「夜勤明けはなかなか寝つけない」「日勤に戻ると数日は体がだるい」。シフト勤務や夜勤を続けていると、こうした感覚を抱えている方は少なくありません。結論から言えば、これは意志や体力の問題ではなく、体内時計と実際の勤務時間が慢性的にずれることで起こりやすい体の反応と考えられています。この記事では、概日リズムが乱れる仕組みと、代謝・睡眠・メンタルへの影響、そして「夜勤をやめる」以外の現実的な対策までを順に整理します。

本記事では、シフト勤務・夜勤の体調管理について以下のポイントを中心に解説します。

ぜひ最後までお読みください。

シフト勤務・夜勤で体調を崩しやすいのはなぜか

原因は、体内時計が示す時刻と、実際に働く・眠る時刻が一致しないことにあります。私たちの体には約1日周期のリズムを刻む体内時計があり、体温やホルモン分泌、睡眠と覚醒の切り替えなどを調整しています。

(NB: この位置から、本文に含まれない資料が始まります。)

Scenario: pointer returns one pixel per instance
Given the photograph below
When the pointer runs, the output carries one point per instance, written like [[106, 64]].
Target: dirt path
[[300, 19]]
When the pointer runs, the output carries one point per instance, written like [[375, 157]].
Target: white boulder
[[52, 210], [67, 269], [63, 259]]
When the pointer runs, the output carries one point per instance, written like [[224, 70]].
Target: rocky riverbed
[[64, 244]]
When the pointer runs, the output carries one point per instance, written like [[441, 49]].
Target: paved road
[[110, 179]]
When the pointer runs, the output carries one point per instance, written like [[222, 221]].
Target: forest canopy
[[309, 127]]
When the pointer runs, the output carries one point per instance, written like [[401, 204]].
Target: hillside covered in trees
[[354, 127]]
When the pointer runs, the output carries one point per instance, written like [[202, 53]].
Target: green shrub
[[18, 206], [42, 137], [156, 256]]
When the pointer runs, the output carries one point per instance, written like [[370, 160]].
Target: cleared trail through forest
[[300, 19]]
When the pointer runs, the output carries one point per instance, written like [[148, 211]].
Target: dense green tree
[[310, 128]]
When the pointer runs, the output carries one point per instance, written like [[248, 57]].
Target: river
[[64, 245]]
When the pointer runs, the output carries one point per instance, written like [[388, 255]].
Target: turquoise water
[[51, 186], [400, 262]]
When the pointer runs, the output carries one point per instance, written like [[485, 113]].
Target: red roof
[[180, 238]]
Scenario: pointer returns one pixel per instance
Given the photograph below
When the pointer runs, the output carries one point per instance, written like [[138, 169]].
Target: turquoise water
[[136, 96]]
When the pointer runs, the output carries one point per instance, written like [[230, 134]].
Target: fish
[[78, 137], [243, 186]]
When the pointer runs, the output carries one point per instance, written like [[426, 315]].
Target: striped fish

通常はこの体内時計が、朝の光や規則的な生活によって24時間周期に同調しています。ところが交代勤務では、深夜に働き昼間に眠るという生活が続くため、体内時計と実際の生活リズムがずれやすくなります。

夜勤で体調を崩しやすいのは、意志の弱さではなく、体内時計と勤務時間のズレという「仕組み」の問題です。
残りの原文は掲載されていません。